Input: ([], [], "2026-01-01T13:00:00+00:00")
Expected Output: []
Explanation: No events at all -> empty result.
Input: ([{"imp_id": "i1", "campaign_id": "A", "ts": "2026-01-01T10:00:00+00:00"}], [{"click_id": "c1", "imp_id": "iX", "campaign_id": "A", "ts": "2026-01-01T10:05:00+00:00"}], "2026-01-01T11:00:00+00:00")
Expected Output: [('A', 1, 0, 0.0)]
Explanation: The click references imp_id 'iX' which was never seen as an impression, so it is ignored. Campaign A has 1 impression and 0 valid clicks -> CTR 0.0.
Input: ([{"imp_id": "i1", "campaign_id": "A", "ts": "2026-01-01T10:00:00+00:00"}, {"imp_id": "i2", "campaign_id": "A", "ts": "2026-01-03T10:00:00+00:00"}], [{"click_id": "c1", "imp_id": "i1", "campaign_id": "A", "ts": "2026-01-01T10:05:00+00:00"}, {"click_id": "c2", "imp_id": "i2", "campaign_id": "A", "ts": "2026-01-03T10:05:00+00:00"}], "2026-01-03T11:00:00+00:00")
Expected Output: [('A', 1, 1, 1.0)]
Explanation: Querying at 2026-01-03 11:00, the 24h window starts 2026-01-02 11:00. The Jan-01 impression/click are expired out of the window; only i2 and its click remain -> 1 impression, 1 click, CTR 1.0.

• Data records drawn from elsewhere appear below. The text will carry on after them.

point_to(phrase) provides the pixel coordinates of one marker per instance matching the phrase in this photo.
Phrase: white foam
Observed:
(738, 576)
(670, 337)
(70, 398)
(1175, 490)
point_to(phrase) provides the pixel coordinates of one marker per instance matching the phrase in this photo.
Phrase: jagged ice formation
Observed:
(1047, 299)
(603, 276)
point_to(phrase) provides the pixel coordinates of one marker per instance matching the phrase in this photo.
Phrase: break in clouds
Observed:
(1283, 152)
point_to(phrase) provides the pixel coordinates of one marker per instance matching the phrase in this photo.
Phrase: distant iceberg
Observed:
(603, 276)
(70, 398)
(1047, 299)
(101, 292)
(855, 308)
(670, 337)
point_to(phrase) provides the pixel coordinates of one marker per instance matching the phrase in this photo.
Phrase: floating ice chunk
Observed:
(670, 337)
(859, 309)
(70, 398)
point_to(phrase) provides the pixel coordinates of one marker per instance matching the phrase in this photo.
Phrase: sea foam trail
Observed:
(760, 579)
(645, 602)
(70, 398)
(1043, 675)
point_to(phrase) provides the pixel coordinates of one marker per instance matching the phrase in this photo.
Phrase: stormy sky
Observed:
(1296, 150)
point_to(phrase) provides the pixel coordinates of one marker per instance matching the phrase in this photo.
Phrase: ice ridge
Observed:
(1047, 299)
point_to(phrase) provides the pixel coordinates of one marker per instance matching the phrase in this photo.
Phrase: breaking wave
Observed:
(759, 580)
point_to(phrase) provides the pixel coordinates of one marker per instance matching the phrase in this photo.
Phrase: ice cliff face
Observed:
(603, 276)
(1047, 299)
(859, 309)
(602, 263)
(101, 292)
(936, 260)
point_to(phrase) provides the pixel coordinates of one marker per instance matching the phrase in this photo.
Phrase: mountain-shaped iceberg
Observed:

Input: ([{"imp_id": "i1", "campaign_id": "A", "ts": "2026-01-01T10:00:00+00:00"}, {"imp_id": "i2", "campaign_id": "A", "ts": "2026-01-01T10:10:00+00:00"}, {"imp_id": "i3", "campaign_id": "A", "ts": "2026-01-01T10:20:00+00:00"}], [{"click_id": "c1", "imp_id": "i2", "campaign_id": "A", "ts": "2026-01-01T10:15:00+00:00"}, {"click_id": "c2", "imp_id": "i3", "campaign_id": "A", "ts": "2026-01-01T10:25:00+00:00"}, {"click_id": "c3", "imp_id": "i3", "campaign_id": "A", "ts": "2026-01-01T10:22:00+00:00"}], "2026-01-01T11:00:00+00:00")
Expected Output: [('A', 3, 2, 0.6667)]
Explanation: 3 impressions on A. i2 has one click; i3 has two clicks (a later c2 and an earlier, late-arriving c3) -> dedup keeps the earliest (10:22) so it counts once. 2 dedup clicks / 3 impressions = 0.6667.
Hints
- Build a map imp_id -> campaign_id from ALL impressions so you can validate and attribute clicks, but only count impressions whose ts falls in the window.
- Deduplicate clicks by tracking the earliest timestamp per imp_id BEFORE applying the window filter to clicks.
- Decide a click's window membership by its earliest deduped timestamp, not by any later duplicate.
- A campaign appears in the output if it has any in-window impression OR any in-window dedup click; guard division by zero for CTR.